Hi Alex

Thank you for your hard work.

The compact theme is a nice variant.

I ran the Plan9 backend on asciidoc.1 and and a2x.1 man pages -- they look fine in the linux manpage reader. This manpage backend is nice because it bypasses DocBook and DocBook XSL Stylesheets completely by generating the troff directly -- you've got direct control over the troff output.

Ran the graphviz-cmap filter on the example that comes with AsciiDoc and it worked just fine. It might be a good idea to point out that this variant is a drop-in replacement which will override the distributed filter.

I've added all three to the AsciiDoc plugins page:
http://www.methods.co.nz/asciidoc/plugins.html

The updated Cheatsheet is brilliant, the only comment I have is that the document header is no longer REQUIRED.


Cheers, Stuart


On 18/09/11 02:53, Alex Efros wrote:
Hi!

Let's start using new cool feature of 8.6.6: plugin management! :)

     compact - my theme plugin, similar to default color scheme but more
     compact.

     9man - my backend plugin to generate man pages (troff) compatible with
     OS Inferno and Plan9.

Both available for download from http://powerman.name/asciidoc/

Also I've updated asciidoc's cheatsheet to be consistent with small syntax
changes in latest versions.

And released Gentoo ebuild for 8.6.6, so I hope it will be added to
portage soon (you can use 'powerman' overlay or just download ebuild from
Gentoo bugzilla to install 8.6.6 on Gentoo right now).


BTW, about theme plugins. If your theme change more than just few colors,
if it change elements layout, or if you just dislike structure of
asciidoc.css - you'll have to use different css selectors in your theme.
Which in turn means it will be very hard to support your theme, sync it
with changes in next asciidoc versions.

To solve this issue I propose to document structure of html generated by
asciidoc - complete list of all #id, .class and tags hierarchy which can
be output by each html-compatible backend. Probably this can be easily
automatically generated from backend's .conf-files (but I don't know
python and so can't be 100% sure in this). Running diff against such
document should be ease way to detect all changes in backend output and to
update our custom theme.css.

As side effect, it would be nice to have examples of asciidoc source for
each #id, .class and tags hierarchy generated by backend - this allow to
create simple theme test page, and let easily compare themes.

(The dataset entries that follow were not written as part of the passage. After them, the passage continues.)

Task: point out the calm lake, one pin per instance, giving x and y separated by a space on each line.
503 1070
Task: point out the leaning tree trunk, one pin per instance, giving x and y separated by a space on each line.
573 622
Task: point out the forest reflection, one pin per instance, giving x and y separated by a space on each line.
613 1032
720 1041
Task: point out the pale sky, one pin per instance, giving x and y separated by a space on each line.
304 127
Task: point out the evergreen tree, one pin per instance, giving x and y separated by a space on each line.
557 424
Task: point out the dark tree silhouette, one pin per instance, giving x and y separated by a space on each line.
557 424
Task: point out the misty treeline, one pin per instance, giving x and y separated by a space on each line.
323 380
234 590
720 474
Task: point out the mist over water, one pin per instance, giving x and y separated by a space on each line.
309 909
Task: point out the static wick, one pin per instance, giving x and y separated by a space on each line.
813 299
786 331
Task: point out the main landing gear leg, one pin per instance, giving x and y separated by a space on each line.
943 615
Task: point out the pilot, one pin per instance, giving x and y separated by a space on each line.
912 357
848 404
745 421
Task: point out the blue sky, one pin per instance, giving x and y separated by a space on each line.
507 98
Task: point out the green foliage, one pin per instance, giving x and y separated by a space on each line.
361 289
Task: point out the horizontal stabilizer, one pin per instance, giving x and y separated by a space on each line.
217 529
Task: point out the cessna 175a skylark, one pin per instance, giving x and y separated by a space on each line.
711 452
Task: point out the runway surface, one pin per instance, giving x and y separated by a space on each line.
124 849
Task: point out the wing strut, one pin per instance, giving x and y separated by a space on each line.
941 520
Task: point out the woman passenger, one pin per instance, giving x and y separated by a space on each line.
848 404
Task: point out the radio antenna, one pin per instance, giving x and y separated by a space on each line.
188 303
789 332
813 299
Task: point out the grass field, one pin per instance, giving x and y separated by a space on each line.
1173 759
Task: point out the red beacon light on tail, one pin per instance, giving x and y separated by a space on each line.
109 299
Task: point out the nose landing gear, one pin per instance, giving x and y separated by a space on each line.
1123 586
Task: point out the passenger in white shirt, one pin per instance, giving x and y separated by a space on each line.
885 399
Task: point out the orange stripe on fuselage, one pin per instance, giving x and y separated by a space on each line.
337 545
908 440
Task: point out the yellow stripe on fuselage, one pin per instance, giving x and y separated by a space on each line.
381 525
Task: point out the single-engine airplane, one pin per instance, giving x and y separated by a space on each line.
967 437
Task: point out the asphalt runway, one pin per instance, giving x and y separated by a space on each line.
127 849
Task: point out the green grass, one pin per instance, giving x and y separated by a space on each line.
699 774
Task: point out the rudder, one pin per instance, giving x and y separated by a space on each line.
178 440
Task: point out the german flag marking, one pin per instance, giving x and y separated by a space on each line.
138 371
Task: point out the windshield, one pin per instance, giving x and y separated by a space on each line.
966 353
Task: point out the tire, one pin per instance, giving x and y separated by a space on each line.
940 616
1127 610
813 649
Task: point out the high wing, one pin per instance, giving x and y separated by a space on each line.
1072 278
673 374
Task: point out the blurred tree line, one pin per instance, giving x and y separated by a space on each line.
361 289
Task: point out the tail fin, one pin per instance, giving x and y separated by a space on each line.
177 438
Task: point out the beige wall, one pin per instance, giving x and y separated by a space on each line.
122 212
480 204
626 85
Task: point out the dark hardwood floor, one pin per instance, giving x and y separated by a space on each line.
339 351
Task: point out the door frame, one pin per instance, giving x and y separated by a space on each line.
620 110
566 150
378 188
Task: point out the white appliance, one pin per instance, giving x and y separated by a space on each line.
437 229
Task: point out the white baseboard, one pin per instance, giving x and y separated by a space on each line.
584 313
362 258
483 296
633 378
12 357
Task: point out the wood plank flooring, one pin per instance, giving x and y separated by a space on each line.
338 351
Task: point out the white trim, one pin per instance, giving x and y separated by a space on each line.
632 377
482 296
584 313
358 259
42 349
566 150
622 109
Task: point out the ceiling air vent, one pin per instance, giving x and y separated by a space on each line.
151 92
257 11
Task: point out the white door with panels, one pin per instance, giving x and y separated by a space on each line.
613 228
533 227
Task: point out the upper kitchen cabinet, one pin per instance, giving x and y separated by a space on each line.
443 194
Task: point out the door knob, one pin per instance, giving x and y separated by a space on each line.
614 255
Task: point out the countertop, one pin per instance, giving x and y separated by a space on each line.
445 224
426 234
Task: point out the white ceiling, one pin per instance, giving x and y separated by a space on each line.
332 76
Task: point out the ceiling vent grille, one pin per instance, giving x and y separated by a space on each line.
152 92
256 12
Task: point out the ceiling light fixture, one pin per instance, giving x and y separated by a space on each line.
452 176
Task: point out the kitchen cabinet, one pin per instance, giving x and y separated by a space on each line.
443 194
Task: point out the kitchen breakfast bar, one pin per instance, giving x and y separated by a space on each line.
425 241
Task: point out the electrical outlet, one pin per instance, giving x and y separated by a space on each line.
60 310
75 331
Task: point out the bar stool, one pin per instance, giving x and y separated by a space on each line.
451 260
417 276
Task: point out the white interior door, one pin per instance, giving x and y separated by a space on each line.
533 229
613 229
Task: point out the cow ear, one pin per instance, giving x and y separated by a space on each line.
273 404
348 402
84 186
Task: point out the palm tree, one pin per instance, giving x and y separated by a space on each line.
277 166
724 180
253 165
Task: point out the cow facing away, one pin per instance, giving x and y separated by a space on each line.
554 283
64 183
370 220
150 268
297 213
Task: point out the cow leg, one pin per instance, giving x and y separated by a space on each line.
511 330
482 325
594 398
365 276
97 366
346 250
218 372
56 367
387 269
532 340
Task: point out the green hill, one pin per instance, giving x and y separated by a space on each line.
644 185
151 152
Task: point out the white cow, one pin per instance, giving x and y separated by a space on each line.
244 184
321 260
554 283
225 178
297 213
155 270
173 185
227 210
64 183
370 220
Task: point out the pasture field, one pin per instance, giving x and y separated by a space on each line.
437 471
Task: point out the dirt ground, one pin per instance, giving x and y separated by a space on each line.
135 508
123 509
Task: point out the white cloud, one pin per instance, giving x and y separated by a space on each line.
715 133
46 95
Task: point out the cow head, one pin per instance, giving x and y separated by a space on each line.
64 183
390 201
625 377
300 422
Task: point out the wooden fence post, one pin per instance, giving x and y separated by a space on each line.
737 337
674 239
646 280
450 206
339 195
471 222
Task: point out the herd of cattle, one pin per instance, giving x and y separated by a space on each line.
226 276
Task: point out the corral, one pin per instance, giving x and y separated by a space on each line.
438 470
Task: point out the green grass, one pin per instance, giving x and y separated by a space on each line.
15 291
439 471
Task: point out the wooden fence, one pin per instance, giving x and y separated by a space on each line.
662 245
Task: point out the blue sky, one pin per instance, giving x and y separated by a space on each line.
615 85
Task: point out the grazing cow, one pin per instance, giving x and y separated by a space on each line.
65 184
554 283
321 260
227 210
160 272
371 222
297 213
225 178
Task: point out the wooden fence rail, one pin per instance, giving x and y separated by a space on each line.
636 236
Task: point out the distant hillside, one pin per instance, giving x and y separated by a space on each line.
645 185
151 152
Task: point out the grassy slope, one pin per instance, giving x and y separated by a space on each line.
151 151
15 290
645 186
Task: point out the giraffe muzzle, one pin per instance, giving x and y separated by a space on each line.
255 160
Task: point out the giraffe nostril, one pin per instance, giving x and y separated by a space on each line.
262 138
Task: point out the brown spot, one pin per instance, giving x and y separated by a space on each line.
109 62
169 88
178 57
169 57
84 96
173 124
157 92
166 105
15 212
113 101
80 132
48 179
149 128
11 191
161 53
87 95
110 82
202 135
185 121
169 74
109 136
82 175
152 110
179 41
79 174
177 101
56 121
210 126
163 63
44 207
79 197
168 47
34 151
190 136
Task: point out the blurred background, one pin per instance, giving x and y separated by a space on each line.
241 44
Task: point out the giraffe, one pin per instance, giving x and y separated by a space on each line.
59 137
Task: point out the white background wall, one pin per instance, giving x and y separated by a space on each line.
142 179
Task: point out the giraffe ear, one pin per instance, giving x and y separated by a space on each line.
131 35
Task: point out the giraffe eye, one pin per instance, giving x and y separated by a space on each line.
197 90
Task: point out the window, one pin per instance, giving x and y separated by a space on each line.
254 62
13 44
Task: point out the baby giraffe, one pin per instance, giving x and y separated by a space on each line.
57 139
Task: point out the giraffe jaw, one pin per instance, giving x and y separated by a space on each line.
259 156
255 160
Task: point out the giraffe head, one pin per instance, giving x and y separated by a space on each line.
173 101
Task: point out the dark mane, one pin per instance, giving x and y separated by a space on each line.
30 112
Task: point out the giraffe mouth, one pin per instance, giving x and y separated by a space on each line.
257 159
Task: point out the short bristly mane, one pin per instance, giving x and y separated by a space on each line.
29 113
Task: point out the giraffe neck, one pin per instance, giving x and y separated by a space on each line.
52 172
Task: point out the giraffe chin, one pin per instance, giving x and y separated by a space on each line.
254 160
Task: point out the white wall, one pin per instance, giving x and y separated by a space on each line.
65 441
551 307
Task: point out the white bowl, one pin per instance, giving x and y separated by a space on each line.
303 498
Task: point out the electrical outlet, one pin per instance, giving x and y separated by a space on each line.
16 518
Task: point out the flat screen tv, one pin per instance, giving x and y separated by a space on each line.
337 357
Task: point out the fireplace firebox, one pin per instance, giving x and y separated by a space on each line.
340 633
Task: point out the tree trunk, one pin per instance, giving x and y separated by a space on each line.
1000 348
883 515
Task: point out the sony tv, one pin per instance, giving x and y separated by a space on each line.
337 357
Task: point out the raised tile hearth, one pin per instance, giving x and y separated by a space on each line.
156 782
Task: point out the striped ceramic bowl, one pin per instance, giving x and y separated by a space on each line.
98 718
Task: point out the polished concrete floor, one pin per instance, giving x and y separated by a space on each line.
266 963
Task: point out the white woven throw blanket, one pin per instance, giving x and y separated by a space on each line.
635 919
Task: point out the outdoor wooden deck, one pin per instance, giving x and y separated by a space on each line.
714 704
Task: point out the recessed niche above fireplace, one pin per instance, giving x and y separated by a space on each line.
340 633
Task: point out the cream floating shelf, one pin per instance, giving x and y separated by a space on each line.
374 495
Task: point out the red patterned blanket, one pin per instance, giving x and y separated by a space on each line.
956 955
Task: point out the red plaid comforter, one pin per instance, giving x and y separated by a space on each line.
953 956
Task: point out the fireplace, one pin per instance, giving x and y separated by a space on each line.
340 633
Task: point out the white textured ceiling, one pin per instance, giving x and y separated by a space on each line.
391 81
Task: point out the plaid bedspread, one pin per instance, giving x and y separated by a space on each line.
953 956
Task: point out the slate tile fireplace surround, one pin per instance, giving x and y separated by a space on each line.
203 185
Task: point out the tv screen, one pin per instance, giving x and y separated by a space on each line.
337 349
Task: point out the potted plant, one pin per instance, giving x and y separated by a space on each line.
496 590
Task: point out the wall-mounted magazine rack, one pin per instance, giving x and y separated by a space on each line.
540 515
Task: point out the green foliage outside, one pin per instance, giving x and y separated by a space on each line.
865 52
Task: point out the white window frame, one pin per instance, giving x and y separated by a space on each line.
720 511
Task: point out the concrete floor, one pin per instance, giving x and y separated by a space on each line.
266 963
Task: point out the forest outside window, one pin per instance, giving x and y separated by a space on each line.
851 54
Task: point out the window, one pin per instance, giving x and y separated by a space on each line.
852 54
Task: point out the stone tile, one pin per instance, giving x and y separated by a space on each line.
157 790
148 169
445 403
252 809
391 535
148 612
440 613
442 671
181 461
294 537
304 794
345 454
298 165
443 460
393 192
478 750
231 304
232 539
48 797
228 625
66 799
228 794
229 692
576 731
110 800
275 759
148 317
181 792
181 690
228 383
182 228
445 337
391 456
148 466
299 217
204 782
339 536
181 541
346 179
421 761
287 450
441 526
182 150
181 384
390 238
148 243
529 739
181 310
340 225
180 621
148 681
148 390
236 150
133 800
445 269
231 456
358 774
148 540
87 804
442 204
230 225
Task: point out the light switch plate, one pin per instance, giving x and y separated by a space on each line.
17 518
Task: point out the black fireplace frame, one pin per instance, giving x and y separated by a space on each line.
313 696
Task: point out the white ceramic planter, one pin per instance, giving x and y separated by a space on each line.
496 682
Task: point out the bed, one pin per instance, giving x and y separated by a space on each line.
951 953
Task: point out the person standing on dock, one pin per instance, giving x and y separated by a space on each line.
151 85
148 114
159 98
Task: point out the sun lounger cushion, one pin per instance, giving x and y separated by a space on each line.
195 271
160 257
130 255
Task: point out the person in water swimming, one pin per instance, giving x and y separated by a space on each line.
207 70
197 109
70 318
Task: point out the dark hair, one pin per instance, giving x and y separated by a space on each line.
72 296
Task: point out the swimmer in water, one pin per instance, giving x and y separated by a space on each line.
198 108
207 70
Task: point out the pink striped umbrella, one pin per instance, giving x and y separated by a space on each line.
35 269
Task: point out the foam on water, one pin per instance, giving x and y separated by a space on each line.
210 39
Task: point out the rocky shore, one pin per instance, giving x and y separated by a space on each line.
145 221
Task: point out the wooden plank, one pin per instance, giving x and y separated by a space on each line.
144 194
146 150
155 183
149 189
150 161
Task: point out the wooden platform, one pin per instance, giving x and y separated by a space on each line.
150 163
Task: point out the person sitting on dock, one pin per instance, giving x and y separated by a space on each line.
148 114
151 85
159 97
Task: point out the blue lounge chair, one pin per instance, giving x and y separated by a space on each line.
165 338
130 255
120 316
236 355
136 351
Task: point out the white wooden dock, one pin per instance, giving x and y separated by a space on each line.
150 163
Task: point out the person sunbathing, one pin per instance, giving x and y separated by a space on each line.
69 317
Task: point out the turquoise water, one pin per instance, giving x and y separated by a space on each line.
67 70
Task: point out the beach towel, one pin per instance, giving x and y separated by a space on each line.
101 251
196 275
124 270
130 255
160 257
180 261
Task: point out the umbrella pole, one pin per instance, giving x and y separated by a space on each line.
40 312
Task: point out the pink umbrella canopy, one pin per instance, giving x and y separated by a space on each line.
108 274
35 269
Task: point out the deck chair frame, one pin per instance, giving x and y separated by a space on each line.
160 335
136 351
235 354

One more thing: pygments support is really cool - it let me to uninstall
both source-highlight and boost, which was my dream each time I recompile
my Gentoo :) and it provide nice css to style syntax highlight. But while
pygments contain about 17 different themes, asciidoc provide only one by
default and doesn't allow to change pygments theme in usual way (using
attributes). I think this is nice small feature to add in next version.